Senza dubbio la guerra, accompagnata dopo il 1943 dalla crudele occupazione tedesca, costituì uno stimolo importante per entrare nella Resistenza. Essa dimostrò l’incapacità delle donne di realizzare la quadratura del cerchio, adempiere cioè il proprio dovere patriottico consegnando stoicamente figli e mariti a uno sforzo bellico palesemente inetto e mettendo allo stesso tempo il pane in tavola. Dopo il 1943 la “coscienza femminile” – per usare l’espressione di Temma Kaplan – vale a dire il senso degli obblighi collettivi radicato nell’accettazione femminile di una visione del lavoro sociale basata sul sesso, si legò alla “coscienza comunitaria” che unì uomini e donne nella lotta per liberare l’Italia dai nazifascismi. Più difficile è scoprire dietro questa partecipazione femminile un’ispirazione specificamente femminista. Movimento politico e sociale per la libertà e la giustizia sociale, e guidata da partiti politici intenti a guadagnare posizioni di forza nella ricostruzione italiana dopo la fine della guerra, la Resistenza non incoraggiò la critica della supremazia maschile, né si propose di affrontare il complesso problema costituito da una ridefinizione dell’identità femminile e dei sessi necessaria per opporsi agli insidiosi condizionamenti esercitati da due decenni di sviluppo nazionale sotto il dominio fascista. Quando arrivò il giorno di celebrare le vittorie della Resistenza il contributo delle donne fu in generale “taciuto”. La nuova Repubblica, pur ammettendo una parità formale sul mercato del lavoro e concedendo alle donne il voto, conservò la legislazione penale e familiare, oltre agli innumerevoli costumi sociali e comportamenti culturali residui dell’era fascista.

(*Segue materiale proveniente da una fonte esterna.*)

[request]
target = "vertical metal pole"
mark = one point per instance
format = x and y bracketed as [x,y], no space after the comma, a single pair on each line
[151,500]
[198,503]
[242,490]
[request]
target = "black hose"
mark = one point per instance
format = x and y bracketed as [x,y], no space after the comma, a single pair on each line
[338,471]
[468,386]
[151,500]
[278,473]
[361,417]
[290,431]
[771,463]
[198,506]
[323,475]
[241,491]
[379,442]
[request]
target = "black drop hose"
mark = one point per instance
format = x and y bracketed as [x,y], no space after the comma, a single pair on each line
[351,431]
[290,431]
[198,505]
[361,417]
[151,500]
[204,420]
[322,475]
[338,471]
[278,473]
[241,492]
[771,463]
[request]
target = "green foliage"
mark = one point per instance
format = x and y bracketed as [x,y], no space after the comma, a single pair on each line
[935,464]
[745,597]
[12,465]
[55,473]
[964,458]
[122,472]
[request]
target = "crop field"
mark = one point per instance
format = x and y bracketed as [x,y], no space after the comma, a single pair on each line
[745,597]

Un testo che ho trovato illuminante riguardo alla costruzione a scopi politici e coloniali del mito della differenza naturale fra uomini e donne e alla promozione del virilismo è il testo di Sandro Bellassai “L’invenzione della virilità”, ed Carocci. Il periodo trattato va dalla fine dell’Ottocento a oggi, con un’attenzione particolare proprio al ventennio e alla colonizzazione del Corno d’Africa.